While we do not commend the procedure here utilized, we have concluded that weighing all the circumstances and factors in this case, we must agree with the trial court that there was no substantial likelihood of misidentification. Additionally, we note that the identification took place prior to any arraignment, indictment, or formal charges being brought against appellant. Therefore, under the rulings of the United States Supreme Court in Kirby v. Illinois, 406 U.S. 682, 92 S. Ct. 1877, 32 L. Ed. 2d 411, and of this Court in Yancy v. State, 491 S.W.2d 891, and Ellingsworth v. State, 487 S.W.2d 108, the absence of counsel at the time of the identification of appellant is not fatal. See also United States v. Ash, 413 U.S. 300, 93 S. Ct. 2568, 37 L. Ed. 2d 619; United States v. Ryan, 478 F.2d 1008 (5th Cir., 1973).

Grounds of error one and two are overruled.

In ground of error number three, appellant contends that the evidence is insufficient to show that appellant took any lawful money from the injured party. The indictment alleged a taking of "lawful money of the United States of America". The proof showed that a purse was taken. The question arose as to how much money the purse contained. Miss Pena testified that earlier on the evening in question she had purchased a coke and had dropped the change from this purchaseseveral coins into the purse. She estimated that she had 30 to 40 cents. The evidence is sufficient. Byrd v. State, Tex.Cr.App., 456 S.W.2d 931.

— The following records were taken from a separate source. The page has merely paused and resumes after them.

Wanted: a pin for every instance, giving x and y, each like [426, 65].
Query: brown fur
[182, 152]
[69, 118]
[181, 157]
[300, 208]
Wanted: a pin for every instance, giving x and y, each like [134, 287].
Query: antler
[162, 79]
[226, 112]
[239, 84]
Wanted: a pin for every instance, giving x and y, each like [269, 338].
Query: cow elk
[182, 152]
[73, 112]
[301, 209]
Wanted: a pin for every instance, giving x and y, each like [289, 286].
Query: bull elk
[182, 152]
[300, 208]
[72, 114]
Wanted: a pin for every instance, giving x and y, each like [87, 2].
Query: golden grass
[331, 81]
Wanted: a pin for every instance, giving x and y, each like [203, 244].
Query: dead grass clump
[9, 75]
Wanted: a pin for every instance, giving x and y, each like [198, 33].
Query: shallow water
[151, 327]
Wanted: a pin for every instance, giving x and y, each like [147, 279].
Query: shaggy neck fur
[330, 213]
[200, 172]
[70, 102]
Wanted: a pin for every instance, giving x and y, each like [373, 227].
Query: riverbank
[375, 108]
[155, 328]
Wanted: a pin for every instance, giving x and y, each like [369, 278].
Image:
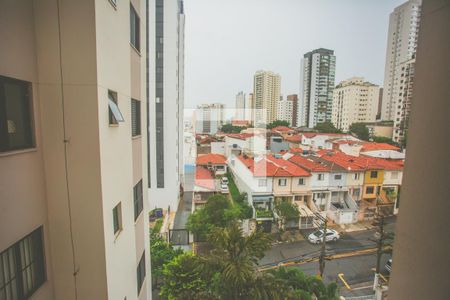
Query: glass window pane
[115, 111]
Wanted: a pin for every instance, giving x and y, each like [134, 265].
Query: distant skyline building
[266, 93]
[209, 118]
[166, 101]
[74, 208]
[294, 99]
[240, 106]
[354, 101]
[402, 110]
[403, 31]
[249, 106]
[316, 100]
[287, 109]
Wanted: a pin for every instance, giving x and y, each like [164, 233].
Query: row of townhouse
[344, 188]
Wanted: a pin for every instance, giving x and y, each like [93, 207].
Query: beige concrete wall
[422, 244]
[301, 188]
[72, 174]
[23, 205]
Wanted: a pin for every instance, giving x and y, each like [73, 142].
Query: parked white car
[224, 181]
[388, 265]
[224, 189]
[317, 236]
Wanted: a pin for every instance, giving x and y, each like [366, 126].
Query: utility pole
[324, 225]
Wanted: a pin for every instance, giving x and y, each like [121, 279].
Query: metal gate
[179, 237]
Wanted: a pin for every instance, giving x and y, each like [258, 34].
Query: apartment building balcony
[263, 207]
[343, 209]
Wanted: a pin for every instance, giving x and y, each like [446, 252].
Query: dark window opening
[16, 130]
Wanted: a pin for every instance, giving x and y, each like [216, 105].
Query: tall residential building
[209, 118]
[403, 31]
[240, 106]
[266, 93]
[287, 109]
[294, 99]
[166, 108]
[73, 214]
[316, 101]
[402, 109]
[354, 101]
[249, 108]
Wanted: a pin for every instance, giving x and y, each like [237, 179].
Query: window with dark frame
[16, 117]
[135, 117]
[117, 218]
[115, 115]
[141, 272]
[135, 29]
[369, 190]
[22, 267]
[138, 198]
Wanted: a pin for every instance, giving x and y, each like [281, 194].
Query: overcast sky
[227, 41]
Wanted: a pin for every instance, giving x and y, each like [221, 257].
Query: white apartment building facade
[73, 151]
[404, 24]
[240, 106]
[354, 101]
[209, 118]
[317, 85]
[166, 108]
[402, 109]
[285, 110]
[249, 105]
[266, 93]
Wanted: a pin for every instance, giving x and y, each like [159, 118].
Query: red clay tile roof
[240, 122]
[310, 164]
[271, 166]
[296, 150]
[296, 138]
[211, 158]
[313, 134]
[204, 178]
[362, 162]
[378, 146]
[241, 136]
[282, 128]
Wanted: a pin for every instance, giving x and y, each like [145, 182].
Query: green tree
[383, 139]
[183, 279]
[306, 286]
[228, 128]
[287, 212]
[237, 257]
[326, 127]
[277, 123]
[217, 212]
[162, 252]
[360, 130]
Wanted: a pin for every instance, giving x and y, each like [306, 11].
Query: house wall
[218, 147]
[319, 184]
[23, 198]
[392, 177]
[229, 141]
[245, 180]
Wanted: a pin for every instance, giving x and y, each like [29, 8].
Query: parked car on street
[317, 236]
[388, 265]
[224, 189]
[224, 180]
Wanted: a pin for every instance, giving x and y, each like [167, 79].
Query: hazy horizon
[228, 41]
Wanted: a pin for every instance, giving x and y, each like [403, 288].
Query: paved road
[357, 272]
[297, 250]
[356, 268]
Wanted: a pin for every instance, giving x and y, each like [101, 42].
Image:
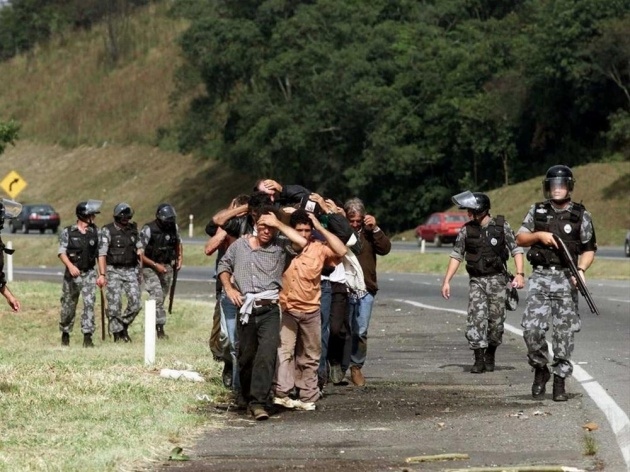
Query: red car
[441, 227]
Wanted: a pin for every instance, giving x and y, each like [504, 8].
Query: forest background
[404, 103]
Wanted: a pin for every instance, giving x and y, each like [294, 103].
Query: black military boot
[541, 377]
[489, 359]
[226, 375]
[559, 395]
[87, 340]
[160, 332]
[480, 365]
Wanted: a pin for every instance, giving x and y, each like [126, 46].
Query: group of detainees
[296, 283]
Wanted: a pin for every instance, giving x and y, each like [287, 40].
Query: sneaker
[305, 406]
[336, 374]
[259, 413]
[356, 376]
[285, 402]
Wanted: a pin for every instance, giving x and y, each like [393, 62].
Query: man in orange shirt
[300, 332]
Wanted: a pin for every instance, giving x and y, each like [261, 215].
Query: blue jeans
[229, 318]
[258, 342]
[360, 311]
[325, 302]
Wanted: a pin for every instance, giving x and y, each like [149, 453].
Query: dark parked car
[441, 227]
[39, 216]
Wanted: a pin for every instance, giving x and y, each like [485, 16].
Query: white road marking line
[616, 417]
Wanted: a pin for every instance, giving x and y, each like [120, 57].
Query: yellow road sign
[13, 184]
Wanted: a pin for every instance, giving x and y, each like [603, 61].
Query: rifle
[102, 315]
[171, 294]
[564, 251]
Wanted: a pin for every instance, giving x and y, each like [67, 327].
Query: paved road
[419, 400]
[602, 351]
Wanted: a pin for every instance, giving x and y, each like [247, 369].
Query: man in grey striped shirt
[251, 274]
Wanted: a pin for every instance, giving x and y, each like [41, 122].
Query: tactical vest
[486, 253]
[162, 246]
[564, 224]
[82, 248]
[122, 247]
[3, 251]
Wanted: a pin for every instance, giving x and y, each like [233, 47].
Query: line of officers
[118, 259]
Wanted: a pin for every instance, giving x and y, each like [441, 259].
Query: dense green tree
[8, 134]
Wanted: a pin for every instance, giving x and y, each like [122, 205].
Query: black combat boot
[541, 377]
[160, 332]
[559, 395]
[87, 340]
[490, 350]
[480, 365]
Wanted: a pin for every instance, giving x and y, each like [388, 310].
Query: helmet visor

In his final ground of error, appellant asserts that the proof shows theft from the person rather than robbery by assault. The evidence reflects that a struggle took place for control of the purse, during which Miss Pena lost her balance and fell. Miss Pena testified that it was only when appellant raised his arm as if to strike her that she released the purse, and that it was only the fear of being injured that caused her to give up the purse. It is clear that the threatened violence preceded the loss of the purse and the offense of robbery was established. Spead v. State, Tex.Cr.App., 500 S.W.2d 112; Johnson v. State, Tex.Cr.App., 493 S.W.2d 241.

Finding no reversible error, the judgment is affirmed.